RESENHA: A Aranha Negra - Jeremias Gotthelf

      Imagine que a Peste Negra, a pandemia que varreu da face da Terra aproximadamente um terço da população mundial durante o século XIV, tenha sido causada não pela bactéria Yersinia pestis e sim em decorrência de um pacto com o diabo. Mesclando fatos históricos, passagens bíblicas e elementos do folclore suíço e alemão, o pastor protestante Albert Bitzius, sob o pseudônimo de Jeremias Gotthelf, constrói aqui uma poderosa narrativa em formato de novela, usando com maestria a técnica do emolduramento narrativo (uma história dentro de uma história). O resultado é uma aclamada obra que conquistou célebres admiradores, entre eles Thomas Mann, que dizia admirá-la "como praticamente nenhuma outra peça da literatura mundial".


      A narrativa tem início no século XIX, no vale de Emmental, onde vamos acompanhar os preparativos de uma tradicional família suíça para o batizado de seu mais novo membro. Aqui também vamos ser apresentados a algumas das crenças e costumes da região, o que nos permite conhecer um pouco mais da cultura popular local. Muitos familiares vêm de longe para conhecer a nova casa da família e acompanhar o batizado do recém-nascido. Em um dos intervalos entre uma refeição e outra, a família se reúne em torno da casa para jogar conversa fora, é quando um pedaço de madeira enegrecido chama a atenção dos presentes, e o avô, patriarca da família, decide contar uma história.
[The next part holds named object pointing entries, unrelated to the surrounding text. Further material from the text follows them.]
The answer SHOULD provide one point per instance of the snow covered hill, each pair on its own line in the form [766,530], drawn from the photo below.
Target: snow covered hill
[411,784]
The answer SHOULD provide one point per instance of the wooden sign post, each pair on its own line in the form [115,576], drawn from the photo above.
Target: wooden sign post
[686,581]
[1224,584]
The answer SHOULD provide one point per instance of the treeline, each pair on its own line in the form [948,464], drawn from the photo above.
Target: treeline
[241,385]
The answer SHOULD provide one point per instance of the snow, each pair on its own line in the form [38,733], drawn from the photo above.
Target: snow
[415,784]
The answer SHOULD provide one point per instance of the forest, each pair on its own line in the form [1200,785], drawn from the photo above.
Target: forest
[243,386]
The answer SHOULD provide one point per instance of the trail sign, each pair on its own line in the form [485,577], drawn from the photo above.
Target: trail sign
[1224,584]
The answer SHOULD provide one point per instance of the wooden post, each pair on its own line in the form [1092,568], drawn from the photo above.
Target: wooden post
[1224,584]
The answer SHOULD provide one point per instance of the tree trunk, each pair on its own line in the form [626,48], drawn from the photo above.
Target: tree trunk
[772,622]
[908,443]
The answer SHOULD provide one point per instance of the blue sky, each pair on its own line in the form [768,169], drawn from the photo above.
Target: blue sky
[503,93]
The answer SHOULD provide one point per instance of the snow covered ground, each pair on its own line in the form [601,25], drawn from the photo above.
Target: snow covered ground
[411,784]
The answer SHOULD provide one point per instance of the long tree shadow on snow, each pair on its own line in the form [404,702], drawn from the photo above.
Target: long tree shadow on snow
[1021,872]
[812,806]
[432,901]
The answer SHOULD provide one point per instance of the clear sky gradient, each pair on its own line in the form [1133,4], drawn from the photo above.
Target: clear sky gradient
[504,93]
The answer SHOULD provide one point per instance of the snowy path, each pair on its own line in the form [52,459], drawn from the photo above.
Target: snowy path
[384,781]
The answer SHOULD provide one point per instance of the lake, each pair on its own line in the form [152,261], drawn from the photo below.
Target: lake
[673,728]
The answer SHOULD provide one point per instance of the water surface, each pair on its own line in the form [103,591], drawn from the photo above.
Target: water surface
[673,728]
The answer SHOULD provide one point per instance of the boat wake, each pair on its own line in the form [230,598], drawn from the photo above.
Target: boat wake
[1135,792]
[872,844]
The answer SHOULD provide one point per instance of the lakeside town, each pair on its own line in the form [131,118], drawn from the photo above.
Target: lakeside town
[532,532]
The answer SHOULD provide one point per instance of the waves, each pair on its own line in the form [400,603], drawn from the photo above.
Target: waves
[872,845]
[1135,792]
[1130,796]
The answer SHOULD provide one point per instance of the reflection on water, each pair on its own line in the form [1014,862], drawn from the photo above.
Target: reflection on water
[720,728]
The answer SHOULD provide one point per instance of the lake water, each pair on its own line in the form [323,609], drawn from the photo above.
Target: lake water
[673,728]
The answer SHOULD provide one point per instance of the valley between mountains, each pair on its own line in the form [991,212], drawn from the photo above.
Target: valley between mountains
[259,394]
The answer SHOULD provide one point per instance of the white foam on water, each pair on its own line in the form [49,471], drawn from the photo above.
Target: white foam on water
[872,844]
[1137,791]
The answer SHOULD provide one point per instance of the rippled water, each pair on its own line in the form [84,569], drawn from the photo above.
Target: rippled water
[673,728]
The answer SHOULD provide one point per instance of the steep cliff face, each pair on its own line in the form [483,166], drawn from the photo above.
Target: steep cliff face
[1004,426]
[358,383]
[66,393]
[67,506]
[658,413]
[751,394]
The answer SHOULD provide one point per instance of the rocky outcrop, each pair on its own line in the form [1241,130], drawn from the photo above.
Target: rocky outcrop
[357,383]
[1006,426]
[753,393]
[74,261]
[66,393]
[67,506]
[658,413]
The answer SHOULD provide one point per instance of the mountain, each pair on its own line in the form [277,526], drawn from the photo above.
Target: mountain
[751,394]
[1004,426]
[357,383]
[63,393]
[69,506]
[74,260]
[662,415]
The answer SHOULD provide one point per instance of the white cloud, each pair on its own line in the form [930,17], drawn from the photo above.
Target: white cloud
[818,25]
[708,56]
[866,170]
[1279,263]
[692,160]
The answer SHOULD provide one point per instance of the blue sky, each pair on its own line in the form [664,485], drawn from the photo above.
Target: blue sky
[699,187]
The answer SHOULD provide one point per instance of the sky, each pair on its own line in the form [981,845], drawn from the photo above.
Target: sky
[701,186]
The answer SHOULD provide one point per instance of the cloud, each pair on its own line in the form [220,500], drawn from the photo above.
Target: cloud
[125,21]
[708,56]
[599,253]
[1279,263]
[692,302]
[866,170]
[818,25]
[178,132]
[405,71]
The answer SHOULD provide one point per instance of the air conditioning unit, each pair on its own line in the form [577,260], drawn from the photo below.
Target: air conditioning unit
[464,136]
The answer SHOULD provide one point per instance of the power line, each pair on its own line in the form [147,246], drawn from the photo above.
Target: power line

      Nessa primeira narrativa do avô, somos levados ao século XIII. A região do vale estava então sob o domínio da Ordem dos Cavaleiros Teutônicos (que foi fundada com a missão de acolher e cuidar dos cruzados feridos e doentes mas acabou, com o tempo, perdendo seu caráter religioso e sendo corrompida pelas intensas batalhas em terras pagãs) e era "governada" pelo déspota Hans von Stoffeln. Oprimidos pelo tirano comendador, os habitantes do vale levavam uma vida dura e repleta de miséria, e a esperança por dias melhores ia aos poucos se extinguindo. Foi quando o diabo apareceu e os propôs um pacto. E o povo desesperado, que acreditava já estar no fundo do poço, viu que era possível a situação piorar, e da forma mais grotesca. Essa narrativa corresponde ao primeiro surto de Peste Negra que atingiu a Suíça e ocupa a maior parte do livro. A segunda história narrada pelo avô se passa 200 anos depois, no século XV, e corresponde ao segundo e mais devastador surto da peste naquela região.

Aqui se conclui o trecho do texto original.